MALIBU, Calif., July 23, 2021 /PRNewswire/ — A recent study by Plastic Oceans International and Arizona State University reveals that washing machine and dishwasher detergent pods are contributing to the plastic pollution problem, leaking large amounts of untreated PVA (polyvinyl alcohol) into the environment, and possibly into the human food chain.
The study stands as a clarion call to not only question how these products are marketed, but also how we legally define such terms as biodegradable and eco-friendly.
The objective of this study was to estimate the US nationwide emissions of PVA resulting from domestic use of laundry and dish detergent pods. Via extensive literature review, researchers Dr. Charlie Rolsky and Varun Kelkar, concluded that as much as 75% of PVA from these detergent pods goes untreated in the US. That’s over 8,000 tons per year entering the environment.
"Because of water solubility, PVA turns into a solution, then goes down the drain, where the chances of it fully biodegrading are very low," said Rolsky, who serves as the Director of Science for Plastic Oceans International. "The pods can easily pass through wastewater treatment plants and travel to ecosystems beyond."
It is still not fully known how PVA behaves as a pollutant, but current research suggests that PVA particles can sequester heavy metals and alter gas exchanges, potentially causing dangerous shifts of oxygen or carbon dioxide – which could negatively impact ecosystems. Ethylene, contained within the chemistry of PVA, could interfere with crop yields, as many plants utilize it as a hormone, which influences diverse processes in plant growth, development and stress responses throughout the plant life cycle.
Preliminary findings of this study show that strict conditions must be met for PVA to fully biodegrade.
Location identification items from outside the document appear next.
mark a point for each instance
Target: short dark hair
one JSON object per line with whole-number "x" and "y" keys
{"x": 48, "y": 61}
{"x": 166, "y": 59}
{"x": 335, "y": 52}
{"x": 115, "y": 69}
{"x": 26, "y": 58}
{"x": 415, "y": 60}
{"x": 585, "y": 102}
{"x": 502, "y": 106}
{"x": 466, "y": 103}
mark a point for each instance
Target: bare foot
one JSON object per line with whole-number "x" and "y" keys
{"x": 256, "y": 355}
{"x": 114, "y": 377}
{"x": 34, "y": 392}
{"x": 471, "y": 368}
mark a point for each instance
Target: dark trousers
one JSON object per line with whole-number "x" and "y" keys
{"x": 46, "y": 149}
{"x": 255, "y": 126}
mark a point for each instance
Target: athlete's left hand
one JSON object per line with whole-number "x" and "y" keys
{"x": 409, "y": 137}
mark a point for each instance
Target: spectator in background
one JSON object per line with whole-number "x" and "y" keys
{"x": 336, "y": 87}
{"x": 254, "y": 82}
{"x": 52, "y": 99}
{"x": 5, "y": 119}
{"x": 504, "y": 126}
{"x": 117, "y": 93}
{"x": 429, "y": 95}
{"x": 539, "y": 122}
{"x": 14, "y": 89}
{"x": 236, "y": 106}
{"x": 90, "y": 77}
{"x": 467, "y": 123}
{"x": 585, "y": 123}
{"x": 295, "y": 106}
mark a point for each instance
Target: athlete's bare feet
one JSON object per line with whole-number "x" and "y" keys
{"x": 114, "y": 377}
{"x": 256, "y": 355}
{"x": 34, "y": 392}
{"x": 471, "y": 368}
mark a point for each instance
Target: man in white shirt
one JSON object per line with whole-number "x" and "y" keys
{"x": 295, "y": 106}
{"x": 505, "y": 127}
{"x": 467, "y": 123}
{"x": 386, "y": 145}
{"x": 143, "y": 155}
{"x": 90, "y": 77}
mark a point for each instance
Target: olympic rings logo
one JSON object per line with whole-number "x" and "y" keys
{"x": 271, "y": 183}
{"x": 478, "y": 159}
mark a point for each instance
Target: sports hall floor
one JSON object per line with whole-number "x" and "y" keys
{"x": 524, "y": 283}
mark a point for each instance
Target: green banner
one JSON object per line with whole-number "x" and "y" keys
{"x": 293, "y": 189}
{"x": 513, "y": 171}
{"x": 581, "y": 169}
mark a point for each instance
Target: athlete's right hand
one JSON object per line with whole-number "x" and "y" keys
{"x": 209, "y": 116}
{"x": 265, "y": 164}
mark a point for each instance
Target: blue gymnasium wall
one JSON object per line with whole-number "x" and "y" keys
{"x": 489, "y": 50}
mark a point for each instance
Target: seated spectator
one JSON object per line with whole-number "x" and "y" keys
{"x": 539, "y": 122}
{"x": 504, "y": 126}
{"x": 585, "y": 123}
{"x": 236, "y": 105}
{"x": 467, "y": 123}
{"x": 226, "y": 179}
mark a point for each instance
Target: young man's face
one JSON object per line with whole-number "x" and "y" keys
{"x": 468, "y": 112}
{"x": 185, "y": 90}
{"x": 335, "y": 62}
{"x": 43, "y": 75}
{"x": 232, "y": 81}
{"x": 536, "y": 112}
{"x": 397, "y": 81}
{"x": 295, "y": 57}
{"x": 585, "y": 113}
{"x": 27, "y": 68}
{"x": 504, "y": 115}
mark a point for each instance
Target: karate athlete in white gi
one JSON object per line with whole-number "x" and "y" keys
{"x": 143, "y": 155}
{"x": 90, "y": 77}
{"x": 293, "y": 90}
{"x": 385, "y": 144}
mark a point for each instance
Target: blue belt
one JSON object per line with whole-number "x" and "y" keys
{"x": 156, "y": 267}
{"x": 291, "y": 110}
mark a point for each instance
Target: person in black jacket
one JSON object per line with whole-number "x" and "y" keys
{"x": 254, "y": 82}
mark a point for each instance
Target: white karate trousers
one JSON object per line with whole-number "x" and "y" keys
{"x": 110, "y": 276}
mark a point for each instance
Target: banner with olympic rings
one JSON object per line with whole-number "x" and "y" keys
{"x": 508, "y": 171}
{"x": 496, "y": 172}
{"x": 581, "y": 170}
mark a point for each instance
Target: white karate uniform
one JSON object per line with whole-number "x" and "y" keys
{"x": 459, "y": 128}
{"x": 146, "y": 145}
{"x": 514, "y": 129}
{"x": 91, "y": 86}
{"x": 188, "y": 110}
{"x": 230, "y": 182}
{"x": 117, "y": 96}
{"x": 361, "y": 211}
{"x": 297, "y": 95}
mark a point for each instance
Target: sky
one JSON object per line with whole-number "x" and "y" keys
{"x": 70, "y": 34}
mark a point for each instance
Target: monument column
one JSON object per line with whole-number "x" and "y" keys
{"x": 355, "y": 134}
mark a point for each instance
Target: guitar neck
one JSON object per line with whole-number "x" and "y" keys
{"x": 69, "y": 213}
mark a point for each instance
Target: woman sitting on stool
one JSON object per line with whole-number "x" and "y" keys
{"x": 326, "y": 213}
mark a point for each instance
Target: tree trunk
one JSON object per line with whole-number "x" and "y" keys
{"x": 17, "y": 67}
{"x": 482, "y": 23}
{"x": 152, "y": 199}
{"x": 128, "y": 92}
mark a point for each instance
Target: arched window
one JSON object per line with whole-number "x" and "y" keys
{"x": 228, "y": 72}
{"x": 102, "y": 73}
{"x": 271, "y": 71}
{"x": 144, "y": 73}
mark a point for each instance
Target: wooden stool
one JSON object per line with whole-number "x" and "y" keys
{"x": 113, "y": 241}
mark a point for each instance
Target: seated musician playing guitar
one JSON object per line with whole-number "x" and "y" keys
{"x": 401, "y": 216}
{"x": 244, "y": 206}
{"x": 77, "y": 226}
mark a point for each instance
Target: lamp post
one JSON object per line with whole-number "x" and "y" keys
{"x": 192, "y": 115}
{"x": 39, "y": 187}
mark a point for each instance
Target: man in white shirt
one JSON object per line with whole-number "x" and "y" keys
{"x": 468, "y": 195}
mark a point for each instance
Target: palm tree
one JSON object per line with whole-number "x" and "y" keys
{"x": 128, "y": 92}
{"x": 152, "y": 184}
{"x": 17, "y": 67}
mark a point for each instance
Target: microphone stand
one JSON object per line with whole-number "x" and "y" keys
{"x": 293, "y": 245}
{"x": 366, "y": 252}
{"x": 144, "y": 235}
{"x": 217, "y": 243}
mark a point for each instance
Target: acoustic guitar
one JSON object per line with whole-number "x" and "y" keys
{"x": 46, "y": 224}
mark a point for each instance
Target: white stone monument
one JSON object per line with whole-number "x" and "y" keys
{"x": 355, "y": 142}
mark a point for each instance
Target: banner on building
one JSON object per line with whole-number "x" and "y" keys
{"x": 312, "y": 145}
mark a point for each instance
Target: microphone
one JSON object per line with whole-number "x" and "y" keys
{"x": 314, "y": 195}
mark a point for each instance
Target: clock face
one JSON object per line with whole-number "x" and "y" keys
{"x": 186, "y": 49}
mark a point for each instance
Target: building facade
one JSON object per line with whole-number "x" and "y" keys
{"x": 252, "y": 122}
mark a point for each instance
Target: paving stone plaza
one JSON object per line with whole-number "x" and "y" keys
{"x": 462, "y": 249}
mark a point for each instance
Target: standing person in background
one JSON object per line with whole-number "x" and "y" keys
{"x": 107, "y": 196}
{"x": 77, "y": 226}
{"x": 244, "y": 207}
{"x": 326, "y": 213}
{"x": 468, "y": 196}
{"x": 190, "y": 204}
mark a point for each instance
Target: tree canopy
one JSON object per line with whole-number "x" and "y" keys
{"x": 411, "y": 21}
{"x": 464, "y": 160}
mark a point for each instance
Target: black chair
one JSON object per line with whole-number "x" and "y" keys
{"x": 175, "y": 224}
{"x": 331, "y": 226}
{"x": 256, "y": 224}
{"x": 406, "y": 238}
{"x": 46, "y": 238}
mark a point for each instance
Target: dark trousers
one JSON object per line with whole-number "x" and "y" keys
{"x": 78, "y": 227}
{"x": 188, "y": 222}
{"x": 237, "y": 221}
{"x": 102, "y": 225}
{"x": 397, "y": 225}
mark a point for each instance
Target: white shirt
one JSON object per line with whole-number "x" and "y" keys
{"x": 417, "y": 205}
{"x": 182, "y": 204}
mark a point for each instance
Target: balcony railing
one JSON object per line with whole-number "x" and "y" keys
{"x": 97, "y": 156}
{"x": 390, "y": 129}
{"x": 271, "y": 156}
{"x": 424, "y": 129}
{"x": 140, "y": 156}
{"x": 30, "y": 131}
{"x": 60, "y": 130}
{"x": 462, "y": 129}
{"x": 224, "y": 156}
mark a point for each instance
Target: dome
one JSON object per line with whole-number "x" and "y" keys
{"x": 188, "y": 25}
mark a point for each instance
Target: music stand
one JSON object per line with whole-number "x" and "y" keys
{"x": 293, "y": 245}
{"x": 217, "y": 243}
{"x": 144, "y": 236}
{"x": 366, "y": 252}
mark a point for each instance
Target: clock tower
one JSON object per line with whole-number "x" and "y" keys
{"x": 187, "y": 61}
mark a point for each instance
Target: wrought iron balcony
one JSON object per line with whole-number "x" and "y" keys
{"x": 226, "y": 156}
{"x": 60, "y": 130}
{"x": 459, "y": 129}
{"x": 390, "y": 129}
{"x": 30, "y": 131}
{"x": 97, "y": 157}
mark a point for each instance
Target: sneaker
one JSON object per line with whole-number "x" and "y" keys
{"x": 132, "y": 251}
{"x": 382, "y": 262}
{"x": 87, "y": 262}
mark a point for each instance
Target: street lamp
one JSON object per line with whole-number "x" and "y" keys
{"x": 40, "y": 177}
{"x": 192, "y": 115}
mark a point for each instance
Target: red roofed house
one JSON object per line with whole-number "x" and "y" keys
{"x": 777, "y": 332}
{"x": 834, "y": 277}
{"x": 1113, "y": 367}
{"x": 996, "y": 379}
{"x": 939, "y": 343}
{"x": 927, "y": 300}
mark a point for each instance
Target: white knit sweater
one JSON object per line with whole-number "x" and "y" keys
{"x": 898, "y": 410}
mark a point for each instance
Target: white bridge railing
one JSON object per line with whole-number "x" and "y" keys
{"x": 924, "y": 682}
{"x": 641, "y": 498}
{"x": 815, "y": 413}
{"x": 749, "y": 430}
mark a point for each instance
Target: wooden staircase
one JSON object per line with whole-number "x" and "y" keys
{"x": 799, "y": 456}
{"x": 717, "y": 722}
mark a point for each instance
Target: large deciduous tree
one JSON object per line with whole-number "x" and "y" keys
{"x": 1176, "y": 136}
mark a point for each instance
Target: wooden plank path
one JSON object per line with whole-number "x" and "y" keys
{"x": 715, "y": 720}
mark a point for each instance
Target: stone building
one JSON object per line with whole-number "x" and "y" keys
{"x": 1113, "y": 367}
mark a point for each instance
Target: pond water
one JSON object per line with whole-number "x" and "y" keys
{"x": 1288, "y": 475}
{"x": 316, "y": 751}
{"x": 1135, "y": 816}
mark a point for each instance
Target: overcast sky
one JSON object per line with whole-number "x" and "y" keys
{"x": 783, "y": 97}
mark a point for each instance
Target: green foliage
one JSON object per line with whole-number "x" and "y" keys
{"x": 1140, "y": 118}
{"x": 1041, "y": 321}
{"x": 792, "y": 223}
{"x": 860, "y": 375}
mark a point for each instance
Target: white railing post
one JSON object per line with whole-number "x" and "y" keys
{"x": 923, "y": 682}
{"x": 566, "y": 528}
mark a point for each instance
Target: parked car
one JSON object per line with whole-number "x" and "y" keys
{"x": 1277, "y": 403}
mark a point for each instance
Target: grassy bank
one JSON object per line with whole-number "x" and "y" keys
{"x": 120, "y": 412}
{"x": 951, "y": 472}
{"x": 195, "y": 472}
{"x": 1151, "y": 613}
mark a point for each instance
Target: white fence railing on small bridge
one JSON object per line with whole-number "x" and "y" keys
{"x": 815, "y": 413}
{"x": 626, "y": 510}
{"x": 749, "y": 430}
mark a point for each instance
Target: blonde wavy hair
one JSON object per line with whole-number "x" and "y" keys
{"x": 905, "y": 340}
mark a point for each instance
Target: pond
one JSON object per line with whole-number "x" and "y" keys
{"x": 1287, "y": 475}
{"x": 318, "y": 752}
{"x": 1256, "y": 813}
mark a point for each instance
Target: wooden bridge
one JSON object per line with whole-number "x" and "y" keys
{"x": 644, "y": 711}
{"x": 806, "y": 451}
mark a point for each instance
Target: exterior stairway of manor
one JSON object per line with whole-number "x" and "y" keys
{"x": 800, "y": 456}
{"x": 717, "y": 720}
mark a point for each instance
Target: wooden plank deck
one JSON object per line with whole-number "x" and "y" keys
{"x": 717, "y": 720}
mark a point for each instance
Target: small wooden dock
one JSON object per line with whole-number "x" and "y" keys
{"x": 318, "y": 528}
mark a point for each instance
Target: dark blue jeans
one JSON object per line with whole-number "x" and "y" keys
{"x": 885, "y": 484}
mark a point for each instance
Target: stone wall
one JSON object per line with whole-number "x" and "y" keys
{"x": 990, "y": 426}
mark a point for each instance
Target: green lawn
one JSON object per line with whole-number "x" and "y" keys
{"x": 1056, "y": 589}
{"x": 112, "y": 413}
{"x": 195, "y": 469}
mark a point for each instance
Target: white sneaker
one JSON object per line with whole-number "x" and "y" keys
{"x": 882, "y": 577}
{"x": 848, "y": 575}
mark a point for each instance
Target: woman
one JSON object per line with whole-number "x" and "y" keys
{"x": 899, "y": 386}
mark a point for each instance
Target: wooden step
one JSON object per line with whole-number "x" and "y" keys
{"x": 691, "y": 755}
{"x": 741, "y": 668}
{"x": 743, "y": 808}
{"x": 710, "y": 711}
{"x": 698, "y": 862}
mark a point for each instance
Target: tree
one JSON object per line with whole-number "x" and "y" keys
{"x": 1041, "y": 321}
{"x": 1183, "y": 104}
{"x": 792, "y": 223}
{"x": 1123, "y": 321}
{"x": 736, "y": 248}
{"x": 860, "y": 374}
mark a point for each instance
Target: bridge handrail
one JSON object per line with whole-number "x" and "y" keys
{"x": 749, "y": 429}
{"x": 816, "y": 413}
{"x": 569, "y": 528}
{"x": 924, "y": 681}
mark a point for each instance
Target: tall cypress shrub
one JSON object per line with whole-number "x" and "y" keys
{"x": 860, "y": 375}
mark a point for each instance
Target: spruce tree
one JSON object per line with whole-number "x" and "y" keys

This means these products are not fully capable of being decomposed by bacteria or other living organisms, and thus they cannot naturally return to the environment. The ongoing public perception is that the pods are eco-friendly and fully biodegrade, as is often claimed by their manufacturers.
"This is an issue of truth-in-labeling," said Julie Andersen, CEO of Plastic Oceans International. "We recognize the rise in use of PVAs as a marketed ‘eco friendly’ and/or ‘biodegradable’ solution to other plastic polymers causing more harm. However, based on current research, we must question these claims of biodegradability and eco friendliness in order to prevent further environmental harm and to ensure that consumers are provided with factual product information."
As Andersen points out, the U.S. Federal Trade Commission (FTC) clearly addresses marketing misinformation, including those that are directly related to false claims of environmental benefits.
The FTC Act states that the law "… acts in the interest of all consumers to prevent deceptive and unfair acts or practices. The Commission has determined that a representation, omission or practice is deceptive if it is likely to mislead consumers and affect consumers’ behavior or decisions about the product or service. Marketers may make an unqualified degradable claim only if they can prove that the entire product or package will completely break down and return to nature within a reasonably short period of time after customary disposal."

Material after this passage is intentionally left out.